# Bee cluster is not moving to the food



## Michael Bush (Aug 2, 2002)

If they have empty combs next to them, move those to the far end and put some full ones next to the cluster. Otherwise let them sort it out. Bee rearrange stores on warm days.


----------



## bjamesvw (Apr 17, 2014)

Michael Bush said:


> Bee rearrange stores on warm days.


Thanks for the response. Is 40 degrees and sunny warm enough? That's about as warm as it is going to get in the next 10 days and foreseeable future. I didn't know if it was worth breaking the propolis seal which would probably stay broken the rest of the winter.


----------



## Honey-4-All (Dec 19, 2008)

Anyone here want to venture a guess as to why bees that move vertically in a cold climate are having a hard time shifting horizontally to access a food source?



Smartest thing you could do is toss the top bar concept unless your combs are at least 18 inches deep.


----------



## Michael Bush (Aug 2, 2002)

>Is 40 degrees and sunny warm enough? 
It's warm enough for the cluster to expand and move more easily but they won't break cluster.

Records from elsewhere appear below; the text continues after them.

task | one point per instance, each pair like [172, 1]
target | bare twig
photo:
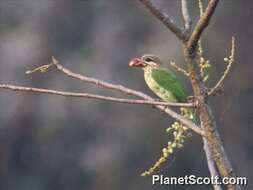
[230, 62]
[119, 100]
[164, 18]
[201, 25]
[128, 91]
[186, 15]
[179, 69]
[93, 96]
[211, 163]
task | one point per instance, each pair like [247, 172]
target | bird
[162, 81]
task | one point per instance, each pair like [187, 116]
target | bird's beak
[137, 62]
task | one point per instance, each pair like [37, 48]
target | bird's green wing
[167, 80]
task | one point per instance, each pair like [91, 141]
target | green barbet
[162, 81]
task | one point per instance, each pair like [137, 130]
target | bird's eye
[148, 59]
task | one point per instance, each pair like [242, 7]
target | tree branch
[230, 61]
[211, 163]
[128, 91]
[164, 18]
[89, 95]
[201, 25]
[186, 15]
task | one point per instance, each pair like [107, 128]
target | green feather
[168, 81]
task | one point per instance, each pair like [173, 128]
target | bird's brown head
[145, 60]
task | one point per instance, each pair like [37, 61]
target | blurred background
[49, 142]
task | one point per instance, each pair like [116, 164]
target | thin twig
[93, 96]
[179, 69]
[201, 25]
[164, 18]
[186, 15]
[230, 61]
[211, 163]
[120, 100]
[128, 91]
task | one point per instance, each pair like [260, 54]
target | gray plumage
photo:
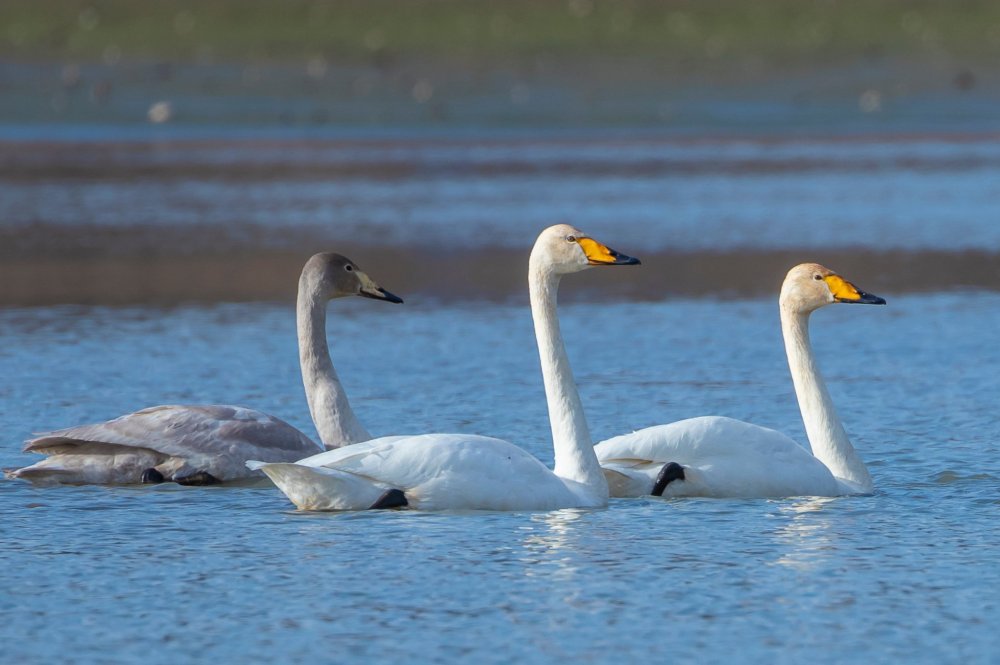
[200, 444]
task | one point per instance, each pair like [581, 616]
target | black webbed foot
[390, 499]
[198, 478]
[151, 477]
[670, 472]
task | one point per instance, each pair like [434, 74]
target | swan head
[809, 286]
[564, 249]
[336, 276]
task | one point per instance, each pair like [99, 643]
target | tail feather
[320, 488]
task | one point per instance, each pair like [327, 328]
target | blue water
[655, 192]
[168, 574]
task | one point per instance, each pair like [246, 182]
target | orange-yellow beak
[602, 255]
[844, 291]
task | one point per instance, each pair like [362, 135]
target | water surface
[162, 574]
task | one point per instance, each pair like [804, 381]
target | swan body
[723, 457]
[434, 472]
[467, 472]
[178, 441]
[204, 444]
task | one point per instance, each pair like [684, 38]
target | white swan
[198, 445]
[461, 471]
[721, 457]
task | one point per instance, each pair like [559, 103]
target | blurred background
[199, 150]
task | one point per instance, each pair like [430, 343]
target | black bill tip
[382, 294]
[865, 299]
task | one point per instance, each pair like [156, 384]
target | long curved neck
[331, 412]
[574, 450]
[826, 433]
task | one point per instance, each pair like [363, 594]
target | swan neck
[331, 412]
[575, 458]
[824, 429]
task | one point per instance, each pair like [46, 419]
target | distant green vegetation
[774, 31]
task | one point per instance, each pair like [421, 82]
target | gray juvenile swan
[197, 445]
[464, 471]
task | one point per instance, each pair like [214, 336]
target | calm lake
[170, 574]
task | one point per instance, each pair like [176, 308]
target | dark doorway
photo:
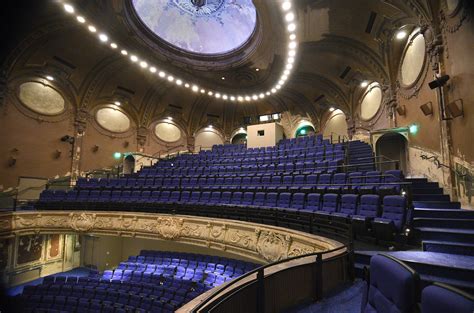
[129, 165]
[393, 146]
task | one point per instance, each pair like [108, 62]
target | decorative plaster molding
[261, 243]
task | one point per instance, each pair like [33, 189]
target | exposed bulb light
[68, 8]
[286, 5]
[401, 35]
[103, 37]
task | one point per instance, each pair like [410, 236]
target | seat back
[392, 286]
[440, 298]
[394, 208]
[369, 205]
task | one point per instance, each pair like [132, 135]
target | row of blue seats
[393, 286]
[371, 178]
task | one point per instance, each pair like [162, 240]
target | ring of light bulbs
[289, 18]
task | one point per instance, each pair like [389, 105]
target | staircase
[440, 224]
[360, 153]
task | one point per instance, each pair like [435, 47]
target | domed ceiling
[202, 27]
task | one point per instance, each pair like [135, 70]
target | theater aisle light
[288, 17]
[414, 129]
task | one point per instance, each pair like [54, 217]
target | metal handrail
[207, 300]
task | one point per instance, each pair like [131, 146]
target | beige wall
[273, 133]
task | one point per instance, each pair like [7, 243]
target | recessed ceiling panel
[200, 26]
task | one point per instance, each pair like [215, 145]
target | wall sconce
[11, 162]
[456, 109]
[401, 110]
[427, 108]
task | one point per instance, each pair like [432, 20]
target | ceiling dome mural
[200, 26]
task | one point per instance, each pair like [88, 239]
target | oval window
[112, 120]
[41, 99]
[371, 102]
[414, 59]
[167, 132]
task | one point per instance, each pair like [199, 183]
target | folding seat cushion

>Anyone here want to venture a guess as to why bees that move vertically in a cold climate are having a hard time shifting horizontally to access a food source?

My "vertical" bees spend the entire winter at the top of the hive. They did this when I had double deeps and bottom entrances. They do it now. They seem to have trouble shifting vertically... I think bees move the cluster less than we think.

My top bar hives have wintered every bit as well as the vertical hives. It was -15 F a week and a half ago...


----------



## WBVC (Apr 25, 2013)

I have a single thb. This is my first winter with it. It filled about half the hive over the summer. I put some sugar block after the last comb bar and then a follower board.
Monday was nice out and I noticed a few bees going in and out but when i looked in the viewing it looked like a beeless hive. I got a light and saw a small cluster along the back wall not far from the exit hole. Still several bars with honey and the brick is untouched. It is disconcerting to see such a quiet hive.


----------



## Eric Crosby (Jan 4, 2015)

WBVC actually it is all just a human perspective. If you change your perspective you might like that colony more. Colonies that are nice and quiet at this time of year, even on warmer days, probably have everything they need and are doing just fine. If they are starting on their first round of brood they will not be moving off of that brood. I wouldn't judge that small cluster too quickly.


----------



## jwcarlson (Feb 14, 2014)

It was about 40 and sunny the other day. I popped the quilt box off one of my Langs and I saw a line of bees like ants coming up into the top medium which is full of capped syrup. Then they turned around and marched back down. Assuming it was moving stores down to where the cluster is which is still entirely in the bottom deep. 

The same day I peaked in the windows of my top bar hives and they had spread out a lot at that temp compared to when it was 20 or -20 like it was a couple weeks ago.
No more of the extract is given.